Most PDF files are created from source material that is either generated in some form of Office software, like MS Office Word or Powerpoint, OpenOffice etc, or from a publishing system like Quark or InDesign. In almost all instances the underlying page size or sizes used are A4/US letter or smaller, in a fixed orientation (portrait or landscape). However, for files that are generated from graphics (drawing/design) packages or engineering systems, or from large-format old documents that have been scanned in, there is an often an issue with the page size.
In general, electronic display of documents on tablet devices is best handled with a relatively small underlying page size and/or the use of larger fonts. A5/half US Letter gives excellent results on most devices, and conversely, larger than A4/US Letter tends to result in files that cannot be read without zooming in on the page. Typically zooming-in makes reading the whole document/seeing the whole picture difficult and if printing is permitted (which in many cases it is not of course) then issues arise with print scaling which may prove unsurmountable. Zooming into very large pages (which is effectively an image zoom operation) is computationally demanding and may be slow or even impossible after a specific level of zooming on some devices (i.e. the software restricts the total zoom level owing to memory management or processing issues on the device).

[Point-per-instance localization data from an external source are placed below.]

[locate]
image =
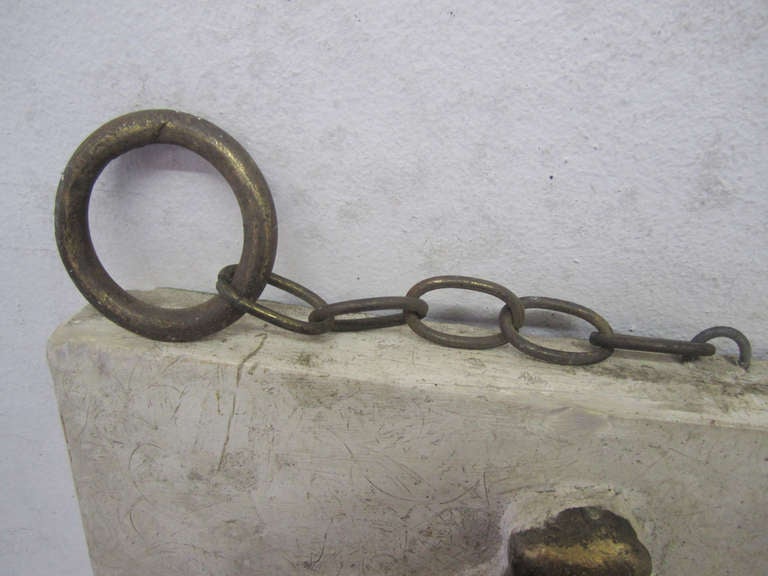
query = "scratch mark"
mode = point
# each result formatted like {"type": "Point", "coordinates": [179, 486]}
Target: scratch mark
{"type": "Point", "coordinates": [389, 493]}
{"type": "Point", "coordinates": [169, 365]}
{"type": "Point", "coordinates": [76, 440]}
{"type": "Point", "coordinates": [310, 564]}
{"type": "Point", "coordinates": [467, 491]}
{"type": "Point", "coordinates": [229, 428]}
{"type": "Point", "coordinates": [262, 339]}
{"type": "Point", "coordinates": [238, 376]}
{"type": "Point", "coordinates": [178, 404]}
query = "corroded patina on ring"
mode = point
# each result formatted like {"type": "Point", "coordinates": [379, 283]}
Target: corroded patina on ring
{"type": "Point", "coordinates": [238, 169]}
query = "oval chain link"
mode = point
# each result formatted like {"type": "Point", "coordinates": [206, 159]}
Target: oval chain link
{"type": "Point", "coordinates": [331, 311]}
{"type": "Point", "coordinates": [553, 355]}
{"type": "Point", "coordinates": [511, 303]}
{"type": "Point", "coordinates": [224, 287]}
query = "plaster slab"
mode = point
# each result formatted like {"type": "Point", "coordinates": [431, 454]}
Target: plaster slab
{"type": "Point", "coordinates": [258, 451]}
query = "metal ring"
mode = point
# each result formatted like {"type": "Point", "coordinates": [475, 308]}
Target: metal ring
{"type": "Point", "coordinates": [512, 303]}
{"type": "Point", "coordinates": [224, 286]}
{"type": "Point", "coordinates": [76, 247]}
{"type": "Point", "coordinates": [550, 354]}
{"type": "Point", "coordinates": [646, 344]}
{"type": "Point", "coordinates": [745, 348]}
{"type": "Point", "coordinates": [330, 311]}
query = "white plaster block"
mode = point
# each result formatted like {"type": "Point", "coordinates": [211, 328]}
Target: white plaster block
{"type": "Point", "coordinates": [262, 452]}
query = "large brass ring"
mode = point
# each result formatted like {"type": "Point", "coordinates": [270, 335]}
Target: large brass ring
{"type": "Point", "coordinates": [235, 165]}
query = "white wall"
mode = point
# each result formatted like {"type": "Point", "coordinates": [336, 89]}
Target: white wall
{"type": "Point", "coordinates": [609, 153]}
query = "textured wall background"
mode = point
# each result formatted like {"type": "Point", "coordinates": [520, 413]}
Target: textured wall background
{"type": "Point", "coordinates": [609, 153]}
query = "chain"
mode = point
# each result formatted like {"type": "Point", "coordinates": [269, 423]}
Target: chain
{"type": "Point", "coordinates": [240, 285]}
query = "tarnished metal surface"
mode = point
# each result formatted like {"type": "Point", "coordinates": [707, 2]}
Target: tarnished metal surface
{"type": "Point", "coordinates": [240, 285]}
{"type": "Point", "coordinates": [225, 288]}
{"type": "Point", "coordinates": [646, 344]}
{"type": "Point", "coordinates": [235, 165]}
{"type": "Point", "coordinates": [407, 304]}
{"type": "Point", "coordinates": [550, 354]}
{"type": "Point", "coordinates": [745, 348]}
{"type": "Point", "coordinates": [466, 283]}
{"type": "Point", "coordinates": [587, 541]}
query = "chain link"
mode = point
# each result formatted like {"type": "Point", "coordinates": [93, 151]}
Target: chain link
{"type": "Point", "coordinates": [239, 286]}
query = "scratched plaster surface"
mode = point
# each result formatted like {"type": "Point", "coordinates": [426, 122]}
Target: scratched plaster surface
{"type": "Point", "coordinates": [262, 452]}
{"type": "Point", "coordinates": [608, 152]}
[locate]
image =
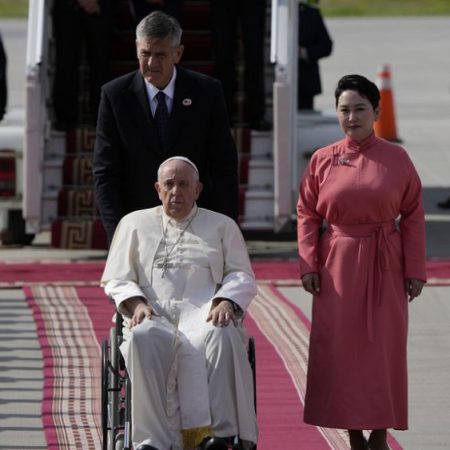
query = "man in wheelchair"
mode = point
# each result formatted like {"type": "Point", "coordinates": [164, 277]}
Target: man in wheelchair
{"type": "Point", "coordinates": [182, 278]}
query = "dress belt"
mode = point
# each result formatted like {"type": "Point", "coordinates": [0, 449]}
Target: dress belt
{"type": "Point", "coordinates": [379, 232]}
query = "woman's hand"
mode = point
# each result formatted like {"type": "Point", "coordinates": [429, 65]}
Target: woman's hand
{"type": "Point", "coordinates": [138, 309]}
{"type": "Point", "coordinates": [311, 282]}
{"type": "Point", "coordinates": [413, 288]}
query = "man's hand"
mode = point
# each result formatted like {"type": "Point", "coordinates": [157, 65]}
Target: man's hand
{"type": "Point", "coordinates": [221, 313]}
{"type": "Point", "coordinates": [311, 282]}
{"type": "Point", "coordinates": [413, 288]}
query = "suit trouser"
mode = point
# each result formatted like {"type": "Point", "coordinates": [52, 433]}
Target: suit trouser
{"type": "Point", "coordinates": [158, 358]}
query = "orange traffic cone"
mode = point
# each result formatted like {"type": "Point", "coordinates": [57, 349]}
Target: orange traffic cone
{"type": "Point", "coordinates": [385, 125]}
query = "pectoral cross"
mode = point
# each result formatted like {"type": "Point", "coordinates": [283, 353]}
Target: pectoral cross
{"type": "Point", "coordinates": [165, 266]}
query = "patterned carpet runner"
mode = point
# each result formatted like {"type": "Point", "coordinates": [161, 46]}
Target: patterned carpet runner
{"type": "Point", "coordinates": [73, 316]}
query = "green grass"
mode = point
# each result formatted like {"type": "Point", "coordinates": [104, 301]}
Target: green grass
{"type": "Point", "coordinates": [19, 8]}
{"type": "Point", "coordinates": [13, 8]}
{"type": "Point", "coordinates": [385, 7]}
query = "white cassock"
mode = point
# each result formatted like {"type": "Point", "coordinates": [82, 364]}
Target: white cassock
{"type": "Point", "coordinates": [187, 375]}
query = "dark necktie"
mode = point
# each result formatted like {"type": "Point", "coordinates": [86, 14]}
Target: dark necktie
{"type": "Point", "coordinates": [162, 120]}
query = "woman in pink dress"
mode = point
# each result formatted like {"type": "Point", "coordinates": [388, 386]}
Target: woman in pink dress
{"type": "Point", "coordinates": [361, 237]}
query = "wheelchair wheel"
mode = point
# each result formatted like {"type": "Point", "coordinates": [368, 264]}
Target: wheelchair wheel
{"type": "Point", "coordinates": [110, 391]}
{"type": "Point", "coordinates": [114, 391]}
{"type": "Point", "coordinates": [120, 441]}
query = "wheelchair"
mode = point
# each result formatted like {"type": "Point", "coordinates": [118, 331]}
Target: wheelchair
{"type": "Point", "coordinates": [116, 391]}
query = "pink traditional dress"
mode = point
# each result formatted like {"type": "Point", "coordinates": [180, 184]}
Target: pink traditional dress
{"type": "Point", "coordinates": [369, 198]}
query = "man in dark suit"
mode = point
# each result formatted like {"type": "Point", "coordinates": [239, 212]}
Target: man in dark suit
{"type": "Point", "coordinates": [314, 43]}
{"type": "Point", "coordinates": [3, 84]}
{"type": "Point", "coordinates": [137, 130]}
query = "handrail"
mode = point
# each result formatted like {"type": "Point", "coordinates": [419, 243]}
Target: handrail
{"type": "Point", "coordinates": [35, 34]}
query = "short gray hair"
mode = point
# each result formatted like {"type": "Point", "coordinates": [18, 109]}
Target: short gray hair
{"type": "Point", "coordinates": [159, 25]}
{"type": "Point", "coordinates": [184, 159]}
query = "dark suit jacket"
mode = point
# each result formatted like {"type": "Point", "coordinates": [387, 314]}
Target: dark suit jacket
{"type": "Point", "coordinates": [127, 151]}
{"type": "Point", "coordinates": [313, 35]}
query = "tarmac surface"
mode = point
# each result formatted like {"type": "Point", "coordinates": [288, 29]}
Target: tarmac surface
{"type": "Point", "coordinates": [417, 50]}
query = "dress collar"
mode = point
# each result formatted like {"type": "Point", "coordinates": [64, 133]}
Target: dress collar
{"type": "Point", "coordinates": [360, 146]}
{"type": "Point", "coordinates": [180, 222]}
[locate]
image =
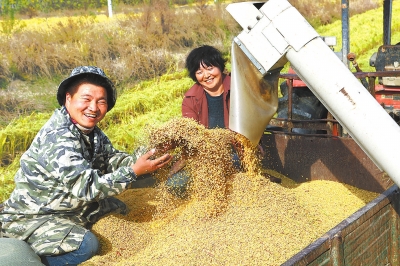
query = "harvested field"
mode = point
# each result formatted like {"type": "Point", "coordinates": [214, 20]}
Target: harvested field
{"type": "Point", "coordinates": [260, 223]}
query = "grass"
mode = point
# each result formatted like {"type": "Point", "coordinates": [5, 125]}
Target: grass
{"type": "Point", "coordinates": [147, 95]}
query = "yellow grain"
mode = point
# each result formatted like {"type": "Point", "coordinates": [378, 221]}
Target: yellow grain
{"type": "Point", "coordinates": [229, 218]}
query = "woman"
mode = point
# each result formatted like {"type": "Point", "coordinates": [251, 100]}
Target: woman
{"type": "Point", "coordinates": [207, 102]}
{"type": "Point", "coordinates": [70, 173]}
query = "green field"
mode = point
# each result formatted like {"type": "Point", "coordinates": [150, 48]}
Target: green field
{"type": "Point", "coordinates": [154, 100]}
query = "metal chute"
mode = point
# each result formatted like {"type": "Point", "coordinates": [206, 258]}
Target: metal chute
{"type": "Point", "coordinates": [277, 33]}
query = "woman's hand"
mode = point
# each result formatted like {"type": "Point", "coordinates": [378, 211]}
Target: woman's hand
{"type": "Point", "coordinates": [146, 165]}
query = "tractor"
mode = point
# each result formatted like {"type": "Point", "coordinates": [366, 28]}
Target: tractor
{"type": "Point", "coordinates": [330, 124]}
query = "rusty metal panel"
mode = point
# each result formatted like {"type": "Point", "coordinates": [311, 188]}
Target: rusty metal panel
{"type": "Point", "coordinates": [369, 242]}
{"type": "Point", "coordinates": [306, 158]}
{"type": "Point", "coordinates": [368, 237]}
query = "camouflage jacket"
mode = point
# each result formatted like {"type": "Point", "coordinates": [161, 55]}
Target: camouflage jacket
{"type": "Point", "coordinates": [62, 185]}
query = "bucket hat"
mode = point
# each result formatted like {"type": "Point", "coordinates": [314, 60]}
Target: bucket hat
{"type": "Point", "coordinates": [81, 71]}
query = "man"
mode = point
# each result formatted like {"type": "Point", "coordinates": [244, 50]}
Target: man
{"type": "Point", "coordinates": [70, 173]}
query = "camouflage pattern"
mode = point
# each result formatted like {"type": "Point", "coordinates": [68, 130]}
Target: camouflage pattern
{"type": "Point", "coordinates": [65, 182]}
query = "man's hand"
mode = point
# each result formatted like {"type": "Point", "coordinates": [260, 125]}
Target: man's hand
{"type": "Point", "coordinates": [146, 165]}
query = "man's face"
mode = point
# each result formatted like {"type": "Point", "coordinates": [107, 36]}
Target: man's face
{"type": "Point", "coordinates": [87, 105]}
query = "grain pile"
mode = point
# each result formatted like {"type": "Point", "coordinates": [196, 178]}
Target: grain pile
{"type": "Point", "coordinates": [259, 223]}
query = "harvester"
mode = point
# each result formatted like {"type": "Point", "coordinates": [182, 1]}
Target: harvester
{"type": "Point", "coordinates": [351, 136]}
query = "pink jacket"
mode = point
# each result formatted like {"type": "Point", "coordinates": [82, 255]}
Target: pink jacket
{"type": "Point", "coordinates": [195, 106]}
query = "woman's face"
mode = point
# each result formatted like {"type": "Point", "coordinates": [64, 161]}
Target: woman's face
{"type": "Point", "coordinates": [210, 77]}
{"type": "Point", "coordinates": [87, 105]}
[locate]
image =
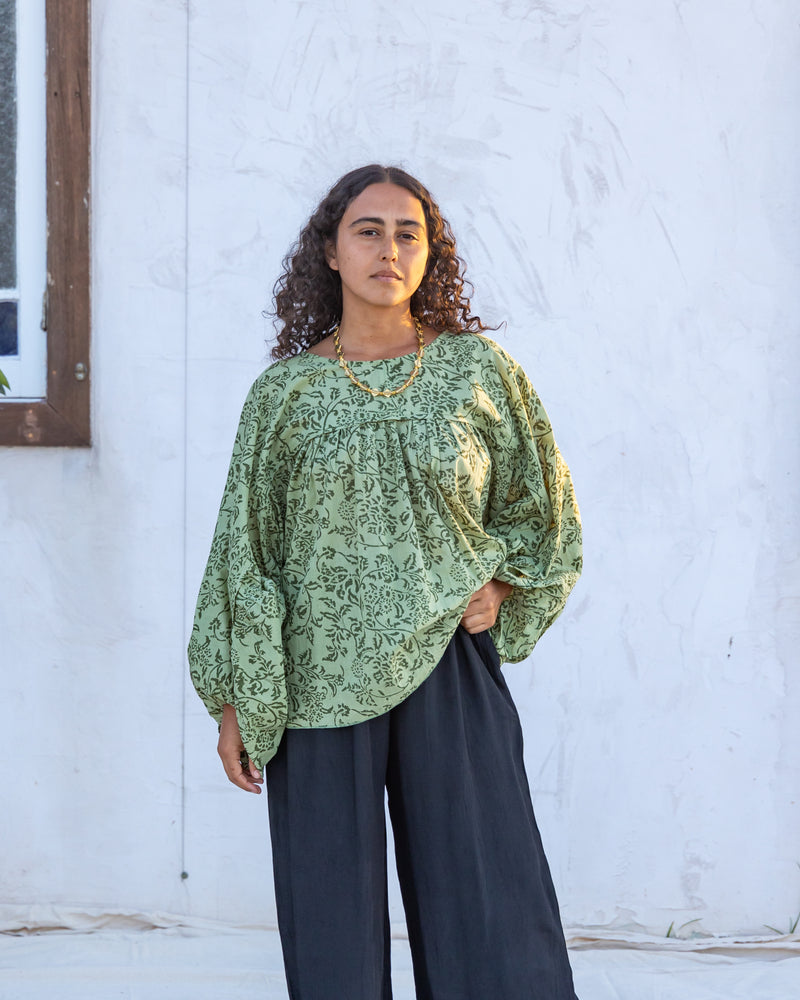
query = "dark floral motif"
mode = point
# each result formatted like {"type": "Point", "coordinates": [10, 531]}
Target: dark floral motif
{"type": "Point", "coordinates": [354, 529]}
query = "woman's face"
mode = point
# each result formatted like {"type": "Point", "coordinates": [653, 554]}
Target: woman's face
{"type": "Point", "coordinates": [381, 248]}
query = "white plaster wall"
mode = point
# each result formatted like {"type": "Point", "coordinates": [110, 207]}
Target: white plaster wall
{"type": "Point", "coordinates": [622, 181]}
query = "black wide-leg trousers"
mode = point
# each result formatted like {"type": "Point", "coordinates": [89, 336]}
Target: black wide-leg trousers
{"type": "Point", "coordinates": [482, 915]}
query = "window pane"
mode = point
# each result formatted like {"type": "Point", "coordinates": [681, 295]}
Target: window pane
{"type": "Point", "coordinates": [8, 144]}
{"type": "Point", "coordinates": [8, 328]}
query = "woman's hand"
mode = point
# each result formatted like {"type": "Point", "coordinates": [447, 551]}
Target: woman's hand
{"type": "Point", "coordinates": [233, 755]}
{"type": "Point", "coordinates": [484, 604]}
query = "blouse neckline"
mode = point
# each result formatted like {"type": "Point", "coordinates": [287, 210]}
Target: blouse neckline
{"type": "Point", "coordinates": [372, 361]}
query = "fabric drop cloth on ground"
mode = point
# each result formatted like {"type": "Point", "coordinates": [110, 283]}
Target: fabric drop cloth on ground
{"type": "Point", "coordinates": [64, 955]}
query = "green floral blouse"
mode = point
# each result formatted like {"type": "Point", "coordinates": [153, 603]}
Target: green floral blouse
{"type": "Point", "coordinates": [354, 529]}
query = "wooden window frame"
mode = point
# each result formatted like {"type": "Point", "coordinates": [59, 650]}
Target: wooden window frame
{"type": "Point", "coordinates": [63, 417]}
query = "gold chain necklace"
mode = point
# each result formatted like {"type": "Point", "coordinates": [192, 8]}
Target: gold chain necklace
{"type": "Point", "coordinates": [383, 392]}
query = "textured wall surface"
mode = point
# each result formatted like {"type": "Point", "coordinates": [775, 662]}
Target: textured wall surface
{"type": "Point", "coordinates": [622, 180]}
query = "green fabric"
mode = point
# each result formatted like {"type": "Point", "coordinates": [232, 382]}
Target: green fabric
{"type": "Point", "coordinates": [354, 529]}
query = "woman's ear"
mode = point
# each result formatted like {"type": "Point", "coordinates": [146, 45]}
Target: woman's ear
{"type": "Point", "coordinates": [330, 255]}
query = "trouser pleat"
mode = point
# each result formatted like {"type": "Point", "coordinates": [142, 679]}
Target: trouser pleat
{"type": "Point", "coordinates": [480, 906]}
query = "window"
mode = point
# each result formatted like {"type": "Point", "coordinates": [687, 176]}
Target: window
{"type": "Point", "coordinates": [52, 391]}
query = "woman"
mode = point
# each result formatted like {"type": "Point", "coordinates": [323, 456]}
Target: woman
{"type": "Point", "coordinates": [397, 521]}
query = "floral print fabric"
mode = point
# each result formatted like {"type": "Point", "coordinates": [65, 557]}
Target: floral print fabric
{"type": "Point", "coordinates": [354, 529]}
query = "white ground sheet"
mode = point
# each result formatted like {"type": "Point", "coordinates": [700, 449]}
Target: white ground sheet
{"type": "Point", "coordinates": [113, 958]}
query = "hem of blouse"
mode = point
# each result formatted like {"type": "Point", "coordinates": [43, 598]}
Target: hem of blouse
{"type": "Point", "coordinates": [407, 694]}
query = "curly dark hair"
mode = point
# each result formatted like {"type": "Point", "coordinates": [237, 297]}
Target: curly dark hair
{"type": "Point", "coordinates": [308, 294]}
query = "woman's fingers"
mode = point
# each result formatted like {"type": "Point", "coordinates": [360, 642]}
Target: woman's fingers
{"type": "Point", "coordinates": [243, 774]}
{"type": "Point", "coordinates": [240, 769]}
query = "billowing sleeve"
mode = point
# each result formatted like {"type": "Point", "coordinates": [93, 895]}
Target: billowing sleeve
{"type": "Point", "coordinates": [532, 510]}
{"type": "Point", "coordinates": [235, 649]}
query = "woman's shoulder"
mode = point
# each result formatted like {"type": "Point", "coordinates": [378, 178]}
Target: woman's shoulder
{"type": "Point", "coordinates": [483, 351]}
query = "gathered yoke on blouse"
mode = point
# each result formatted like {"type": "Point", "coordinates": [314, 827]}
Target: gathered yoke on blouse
{"type": "Point", "coordinates": [354, 530]}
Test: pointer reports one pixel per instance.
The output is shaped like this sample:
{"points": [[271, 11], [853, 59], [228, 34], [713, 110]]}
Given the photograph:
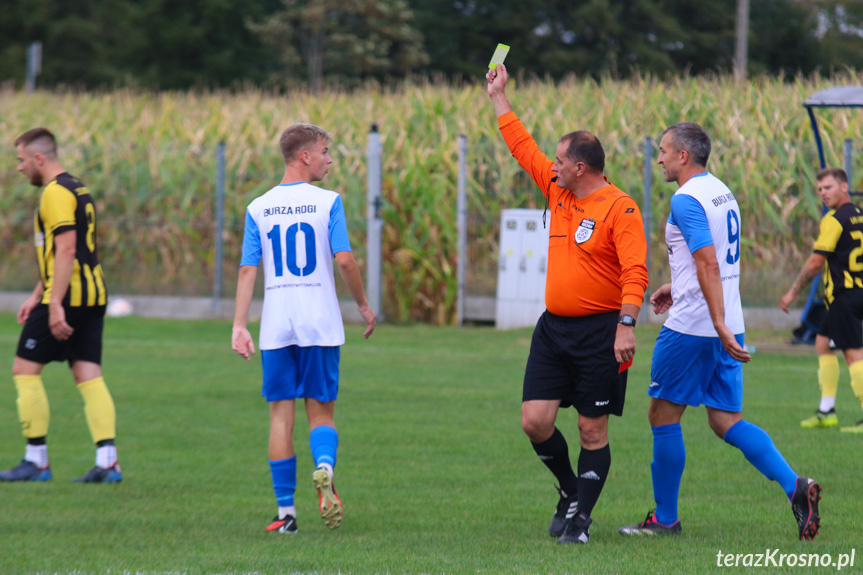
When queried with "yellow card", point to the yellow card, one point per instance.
{"points": [[499, 55]]}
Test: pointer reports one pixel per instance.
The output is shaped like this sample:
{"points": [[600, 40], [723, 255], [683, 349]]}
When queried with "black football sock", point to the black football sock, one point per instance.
{"points": [[554, 452], [593, 466]]}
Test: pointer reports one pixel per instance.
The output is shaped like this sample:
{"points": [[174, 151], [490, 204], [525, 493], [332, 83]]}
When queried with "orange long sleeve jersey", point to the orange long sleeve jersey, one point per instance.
{"points": [[596, 246]]}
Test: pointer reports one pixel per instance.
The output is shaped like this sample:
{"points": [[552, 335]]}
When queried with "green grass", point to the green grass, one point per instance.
{"points": [[434, 470]]}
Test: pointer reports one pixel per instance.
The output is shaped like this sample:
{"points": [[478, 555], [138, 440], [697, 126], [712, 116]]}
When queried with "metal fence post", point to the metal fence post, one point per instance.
{"points": [[374, 223], [219, 227], [34, 65], [461, 218]]}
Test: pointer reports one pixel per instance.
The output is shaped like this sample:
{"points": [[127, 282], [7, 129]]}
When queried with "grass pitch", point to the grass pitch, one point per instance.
{"points": [[434, 470]]}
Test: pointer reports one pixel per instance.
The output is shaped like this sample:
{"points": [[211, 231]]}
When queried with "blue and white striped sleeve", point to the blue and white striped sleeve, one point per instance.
{"points": [[251, 243], [688, 215], [338, 228]]}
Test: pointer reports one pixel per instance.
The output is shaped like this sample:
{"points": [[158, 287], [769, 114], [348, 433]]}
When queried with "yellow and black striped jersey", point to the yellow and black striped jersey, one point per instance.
{"points": [[841, 241], [66, 205]]}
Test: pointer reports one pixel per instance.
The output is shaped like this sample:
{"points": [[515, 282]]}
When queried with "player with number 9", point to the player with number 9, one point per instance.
{"points": [[698, 354]]}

There are a couple of solutions to these problems:
Scaling the source material: if the source material is a scanned image or a graphic, then the output PDF file created can be scaled to a selected underlying page size, e.g. A4/US Letter. This scaling can take place as part of the PDF file creation or, for image data, scaling can be carried out in the source application or image editor prior to printing to PDF. Obviously a scaled image may well be unreadable at the reduced size and/or may lose resolution in the scaling process, so a second option is worth considering.
Tiling the source material: instead of creating a single very large page a series of standard-sized pages can be created, with the large page spread across multiple standard-sized pages. This can be done in two ways – the source program may allow the output page size to be specified (e.g. via a Page Setup option) prior to creating the PDF file, so they resulting PDF is spread across several pages. Alternatively, and in many cases as a preferable option, the PDF can be generated with large page sizes and then the pages can be tiled using the tiling facility in Adobe Acrobat, as shown below. Typically the tiling process generates output for printing on a standard printer – i.e. one that handles pages up to A4/US Letter in size, which is the most common use for this facility, but you can specify the output as a PDF, and then a new PDF with tiled pages will be generated. An example can be seen: here…. Note that in this example I have specified a 10mm overlap which tells Adobe Acrobat to overlap the output pages and to include trim marks in the margins so it is easy to see how the pages fit together, and if printing is permitted, how to print and assemble a full-sized page from the tiled elements.